St. Petersburg St. Petersburg is a dramatic city built around islands, rivers, canals, and bridges and somehow we ended up yesterday in sunshine even as the temperature turned slightly more crisp. Little did we realize what a rare blessing this might be until we found that on the Baltic and at the same latitude as Alaska, St. Petersburg only enjoys 40 sunny days a year, though some of them are “white nights” in the summer when it is almost never really dark. Even as we met with more people here, I was struck by another blessing that has been a highpoint of the Organizers’ Forum (www.organizersforum.org) meetings. This great luck were two almost coincidental meetings, one in Moscow and the other here in St. Petersburg.
On our last morning in Moscow we had a meeting that to some seemed at first almost like a burden of manners. We were going to visit the Russian Research Institute for Cultural and Natural Heritage. Pat Sweeney of WORC (www.worc.org), one of our board members, had connected us to Tamara Semenova, who he had met on a trip a decade earlier, and they had provided the invitation for our delegation for our visas. We were treated to excellent presentations by the Institute directors Alexander Yeremeev and Slava Stolyarov. Slava had a fascinating presentation on the efforts to rehabilitate a Russian monastery that had been on the island in the White Sea famous as one of the prisons widely written about before the fall.
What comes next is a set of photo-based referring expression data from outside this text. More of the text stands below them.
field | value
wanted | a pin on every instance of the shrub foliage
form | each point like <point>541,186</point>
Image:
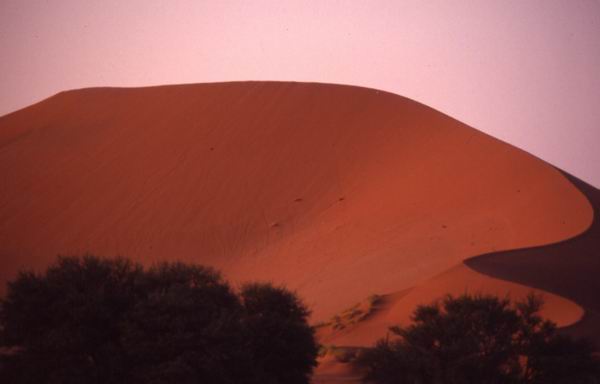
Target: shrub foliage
<point>92,320</point>
<point>480,339</point>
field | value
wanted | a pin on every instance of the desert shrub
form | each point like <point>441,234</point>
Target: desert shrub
<point>92,320</point>
<point>480,339</point>
<point>283,344</point>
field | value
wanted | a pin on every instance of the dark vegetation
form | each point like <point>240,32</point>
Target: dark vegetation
<point>92,320</point>
<point>480,339</point>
There was an afterthought presentation that seemed to not add up at all though. After Alexander and Slava had excused themselves to other duties, she introduced a woman, conservatively dressed in her mid-30’s, who had been sitting along the side. She had asked the learned speakers several questions earlier that seemed to have an edge to them about the “practical value” of their work, so it was already clear that she had an edge of some kind, but that also might have been a chip on her shoulder. Yevyenia Chirikova stood ramrod straight before us and began her remarks. It developed that she was trained as an engineer and she and her husband had moved to the outer ring of Moscow to live with their first child in order to be nearer to better air and nature even though it was more than an hour commute into the city. While expecting her second child rumors developed that in the large forest area, some thought to be virgin, near where they lived there were suddenly plans to build a highway of some kind through the forest area.
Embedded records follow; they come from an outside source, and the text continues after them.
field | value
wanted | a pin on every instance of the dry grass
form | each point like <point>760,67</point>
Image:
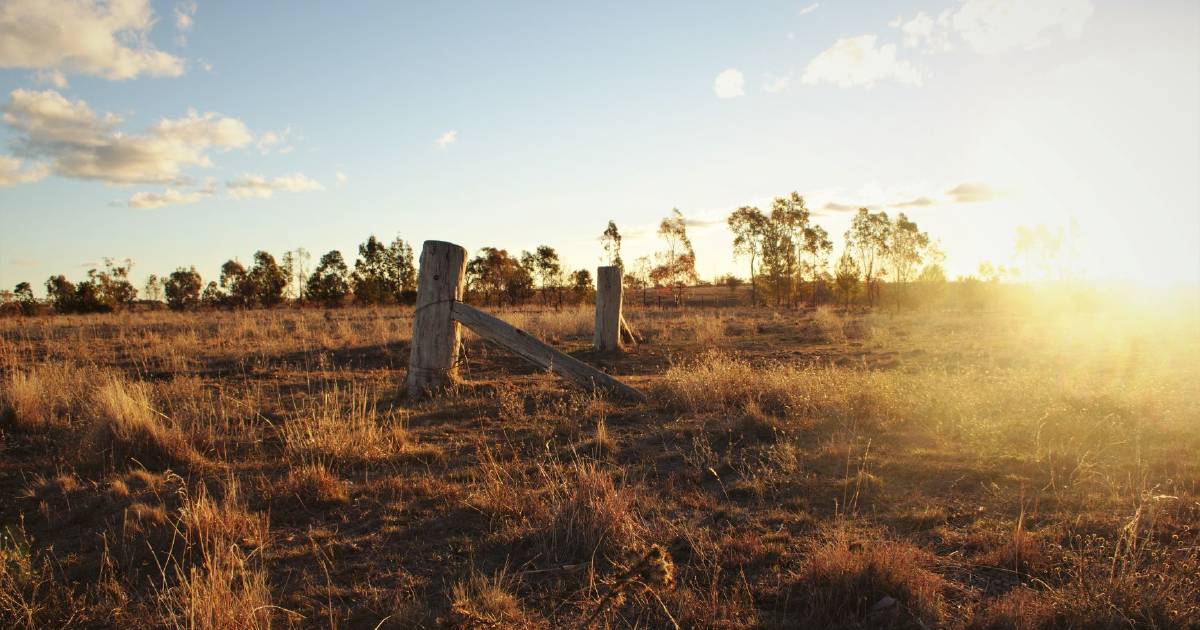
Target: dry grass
<point>47,395</point>
<point>347,426</point>
<point>313,486</point>
<point>795,468</point>
<point>127,430</point>
<point>591,517</point>
<point>486,601</point>
<point>846,582</point>
<point>219,582</point>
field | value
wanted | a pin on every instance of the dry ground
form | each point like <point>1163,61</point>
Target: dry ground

She tried to find out the facts but was thwarted at every turn. She began talking to neighbors and found they were also worried. The government denied any activity, but then they found a spot that seemed to indicate work was starting already to clear a piece of the old oak forest. The more she learned, the madder she got, and the more she felt like she should do something even though she had no clue about what to do. She began to enlist more of her neighbors around this threat to the forest. They started taking action. They put up a website (www.ecmo.ru). They started passing petitions that now have more than 5000 signatures asking President Putin to halt development and protect their forest. They talked to Greenpeace for help, but there was no interest in their forest because it was not a “national” issue.
She became more active. She and her new friends delivered leaflets in the dark of night calling for public meetings (they have had two now which are the equivalent in this society of a protest), so no one would know who was calling the meeting or single them out. People responded! Yevyenia said all of this without a smile, standing rigidly straight, but with anger and passion in her voice that transcended any translation.
She also was nothing but frank and straightforward. She was an engineer, not a poet, and she was honest. Looking at her hands chopping the air in anger, all of a sudden I would double take almost as the translator would say that she had to admit that she found the organizing “exciting” and that she and her new found friends felt like they were like “revolutionaries” as they organized these “meetings” and actions.
One could feel the passion in the lecture room! I could look at our delegation and see them all suddenly on the edge of their chairs, galvanized by Yevyenia and her awakening through this fight and her pure thrill at organizing, as they remembered how they had also felt years ago as they began the work. There was applause, sudden claps, and smiles. None of us had any idea where her “forty acre forest” might be, but we all desperately wanted Yevyenia and her fledgling organization to win this fight.
And perhaps for the first time, our hope for Russia and its future sprang from the room like a shout!